Tesla factory could have reopened May 18

Alameda County had been working on a plan to let Tesla reopen the factory on May 18, a county official, Scott Haggerty, told The New York Times. But a Tesla executive told him Thursday that Musk was thinking of suing, and that slowed down conversations with Tesla.

The health official Musk criticized is Dr. Erica Pan, interim health officer at Alameda County's Division of Communicable Disease Control and Prevention. She went to Tufts University School of Medicine, had a residency at the University of California-San Francisco medical school and worked in pediatric infectious diseases at the UCSF Benioff Children's Hospital Oakland.

Pan didn't respond to requests for comment. Tesla didn't respond to a request for comment, and Tesla's attorneys declined to comment.

Tesla detailed its plan for restarting factory operations in a 38-page back-to-work plan published Saturday on its website. "Our restart plan is the result of months of careful planning and preparation. It was modeled after the comprehensive return-to-work plan we established at our Shanghai Gigafactory, which has seen smooth and healthy operations for the last three months," Tesla said. "The County's position left us no choice but to take legal action to ensure that Tesla and its employees can get back to work."

California governor's plan to reopen businesses

The California policy for reopening businesses is a four-stage plan. "We are now in early Stage 2, where retail (curbside and delivery only), related logistics and manufacturing and essential businesses can open," the state plan's website said Friday. The plan offers a provision for counties to move faster if they meet readiness criteria.

Alameda County and six other San Francisco Bay Area counties said Thursday they're working "to find ways to reopen more businesses and activities safely."

"We appreciate that the governor recognizes that California communities are impacted differently by coronavirus and can make decisions at the local level," the counties said in the Thursday statement. "In our current environment, if a county order differs from a state order, the more restrictive order takes precedence."

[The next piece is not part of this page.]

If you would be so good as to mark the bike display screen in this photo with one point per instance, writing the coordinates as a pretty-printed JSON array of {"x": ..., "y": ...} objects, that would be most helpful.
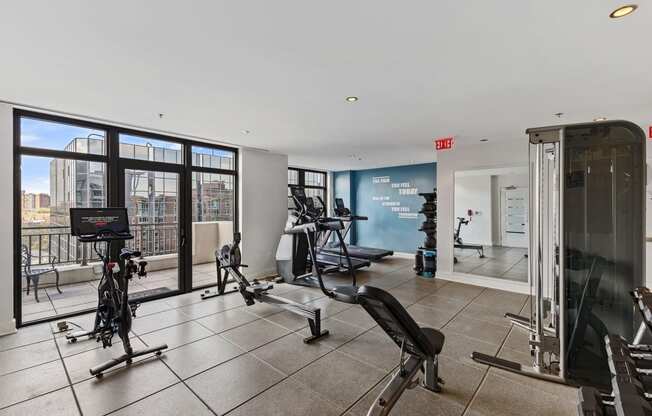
[{"x": 96, "y": 221}]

Fremont Mayor Lily Mei offered Tesla some support. "As the local shelter-in-place order continues without provisions for major manufacturing activity, such as Tesla, to resume, I am growing concerned about the potential implications for our regional economy. We know many essential businesses have proven they can successfully operate using strict safety and social distancing practices," and that should be possible with major manufacturing sites, too, she said in a Saturday statement. The city will support Tesla as soon as it's "committed to a thoughtful, balanced approach ... that remains safe for our Fremont community," she said.

Tesla's current headquarters are in Palo Alto, California, across the bay from Fremont."I would be really sad and disappointed if @Tesla left @cityofpaloalto, and stand ready to help," Palo Alto Mayor Adrian Fine tweeted Saturday.

Not everybody was as sympathetic. "Elon Musk threatens to take away people's jobs unless he's allowed to risk their health. Capitalism at its worst," former Labor Secretary Robert Reich tweeted.